Je n’avais, hélas, à leur offrir qu’un peu d’eau-de-vie et quelques pièces de monnaie qu’ils reçurent avec une grande joie et force remerciements. Un instant après, ils étaient hors de vue.

Les Indiens joignent à la patience et au courage une douceur naturelle fort touchante chez un peuple qu’une longue oppression aurait pu aigrir. Jamais ils ne passent près d’un étranger sans ôter leur grand bolivard en lui souhaitant, dans leur harmonieux langage, un jour heureux et le succès de ses entreprises.
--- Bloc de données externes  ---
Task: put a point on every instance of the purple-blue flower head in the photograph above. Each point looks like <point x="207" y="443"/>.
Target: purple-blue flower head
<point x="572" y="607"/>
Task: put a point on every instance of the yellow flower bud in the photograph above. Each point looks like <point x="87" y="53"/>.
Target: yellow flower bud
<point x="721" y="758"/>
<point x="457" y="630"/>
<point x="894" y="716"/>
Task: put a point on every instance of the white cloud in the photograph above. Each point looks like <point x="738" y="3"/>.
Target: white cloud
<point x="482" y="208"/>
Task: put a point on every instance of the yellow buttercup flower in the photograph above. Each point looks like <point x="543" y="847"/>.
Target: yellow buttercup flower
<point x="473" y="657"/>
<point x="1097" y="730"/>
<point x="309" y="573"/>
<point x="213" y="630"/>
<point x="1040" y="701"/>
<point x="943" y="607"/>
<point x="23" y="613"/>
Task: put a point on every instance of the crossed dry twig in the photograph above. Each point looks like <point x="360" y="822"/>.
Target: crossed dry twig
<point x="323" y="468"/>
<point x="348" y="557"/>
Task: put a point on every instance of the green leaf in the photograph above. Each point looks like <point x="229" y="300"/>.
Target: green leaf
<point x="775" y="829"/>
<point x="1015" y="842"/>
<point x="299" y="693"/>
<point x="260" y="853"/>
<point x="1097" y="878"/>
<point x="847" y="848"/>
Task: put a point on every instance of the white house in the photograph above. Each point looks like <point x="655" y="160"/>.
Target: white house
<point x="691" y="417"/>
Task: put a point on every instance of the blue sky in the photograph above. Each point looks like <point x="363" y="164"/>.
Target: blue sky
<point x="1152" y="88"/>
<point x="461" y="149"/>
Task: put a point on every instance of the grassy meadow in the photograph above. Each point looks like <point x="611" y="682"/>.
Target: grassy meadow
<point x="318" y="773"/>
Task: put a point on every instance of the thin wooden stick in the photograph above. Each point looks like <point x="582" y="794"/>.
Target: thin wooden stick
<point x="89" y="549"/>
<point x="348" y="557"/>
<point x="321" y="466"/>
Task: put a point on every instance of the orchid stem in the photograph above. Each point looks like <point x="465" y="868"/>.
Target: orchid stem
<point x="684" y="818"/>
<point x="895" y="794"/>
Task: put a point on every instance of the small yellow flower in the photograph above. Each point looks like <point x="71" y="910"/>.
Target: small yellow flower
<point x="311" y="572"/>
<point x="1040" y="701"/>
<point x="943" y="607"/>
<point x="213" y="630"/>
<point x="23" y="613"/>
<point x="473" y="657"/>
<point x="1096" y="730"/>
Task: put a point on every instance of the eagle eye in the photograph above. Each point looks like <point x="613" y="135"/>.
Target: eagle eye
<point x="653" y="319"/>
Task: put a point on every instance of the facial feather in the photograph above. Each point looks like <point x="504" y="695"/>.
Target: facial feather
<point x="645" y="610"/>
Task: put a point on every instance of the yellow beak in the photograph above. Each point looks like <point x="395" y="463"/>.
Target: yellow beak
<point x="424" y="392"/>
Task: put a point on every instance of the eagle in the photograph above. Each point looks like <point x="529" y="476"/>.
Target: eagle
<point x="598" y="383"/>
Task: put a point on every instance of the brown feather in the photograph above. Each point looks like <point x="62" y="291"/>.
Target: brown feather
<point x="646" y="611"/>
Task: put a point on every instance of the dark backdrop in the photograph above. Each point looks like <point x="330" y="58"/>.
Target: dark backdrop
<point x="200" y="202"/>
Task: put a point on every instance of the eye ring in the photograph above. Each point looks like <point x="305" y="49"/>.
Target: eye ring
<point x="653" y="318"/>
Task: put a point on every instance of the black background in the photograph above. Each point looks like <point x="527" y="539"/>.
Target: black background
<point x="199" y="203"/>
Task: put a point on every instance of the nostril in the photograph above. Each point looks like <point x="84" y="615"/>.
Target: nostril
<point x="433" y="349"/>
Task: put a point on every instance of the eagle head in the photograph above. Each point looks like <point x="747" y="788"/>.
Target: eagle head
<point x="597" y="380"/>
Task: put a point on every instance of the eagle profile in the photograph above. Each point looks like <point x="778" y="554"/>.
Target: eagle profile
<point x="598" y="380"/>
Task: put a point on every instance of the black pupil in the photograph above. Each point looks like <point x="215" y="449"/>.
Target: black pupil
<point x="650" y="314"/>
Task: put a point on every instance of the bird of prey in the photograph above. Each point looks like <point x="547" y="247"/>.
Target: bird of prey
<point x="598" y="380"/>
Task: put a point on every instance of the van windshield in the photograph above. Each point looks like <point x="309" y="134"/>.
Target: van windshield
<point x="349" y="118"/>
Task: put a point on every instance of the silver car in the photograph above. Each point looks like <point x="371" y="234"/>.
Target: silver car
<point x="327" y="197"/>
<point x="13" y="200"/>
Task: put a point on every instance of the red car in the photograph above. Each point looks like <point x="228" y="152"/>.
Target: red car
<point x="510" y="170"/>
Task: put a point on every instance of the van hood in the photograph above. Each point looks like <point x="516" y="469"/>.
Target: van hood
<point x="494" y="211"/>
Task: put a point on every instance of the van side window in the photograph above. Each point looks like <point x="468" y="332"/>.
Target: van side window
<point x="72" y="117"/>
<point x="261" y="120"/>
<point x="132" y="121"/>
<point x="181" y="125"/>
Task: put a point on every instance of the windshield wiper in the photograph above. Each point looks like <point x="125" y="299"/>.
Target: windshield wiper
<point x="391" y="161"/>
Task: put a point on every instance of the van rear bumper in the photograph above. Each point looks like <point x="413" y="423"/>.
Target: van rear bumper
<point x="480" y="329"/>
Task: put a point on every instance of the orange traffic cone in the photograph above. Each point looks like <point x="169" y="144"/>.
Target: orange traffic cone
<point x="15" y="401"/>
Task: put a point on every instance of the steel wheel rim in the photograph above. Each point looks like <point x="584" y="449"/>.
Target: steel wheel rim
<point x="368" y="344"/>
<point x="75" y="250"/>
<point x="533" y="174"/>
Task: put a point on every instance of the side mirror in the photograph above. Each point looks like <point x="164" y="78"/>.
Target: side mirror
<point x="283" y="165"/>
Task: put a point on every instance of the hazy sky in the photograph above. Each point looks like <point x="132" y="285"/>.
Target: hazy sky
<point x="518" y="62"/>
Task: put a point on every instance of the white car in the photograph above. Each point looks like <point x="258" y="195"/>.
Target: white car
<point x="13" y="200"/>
Comme la plupart des peuples asservis qui gardent au fond du cœur le souvenir et l’amour de leur nationalité perdue, les indigènes portent sur leur physionomie l’empreinte d’une mélancolie profonde. Leurs chants

  1. On appelle tambo une sorte de hutte construite pour servir d’abri aux voyageurs sur les routes du nouveau monde fort mal pourvues, comme ou sait, d’auberges.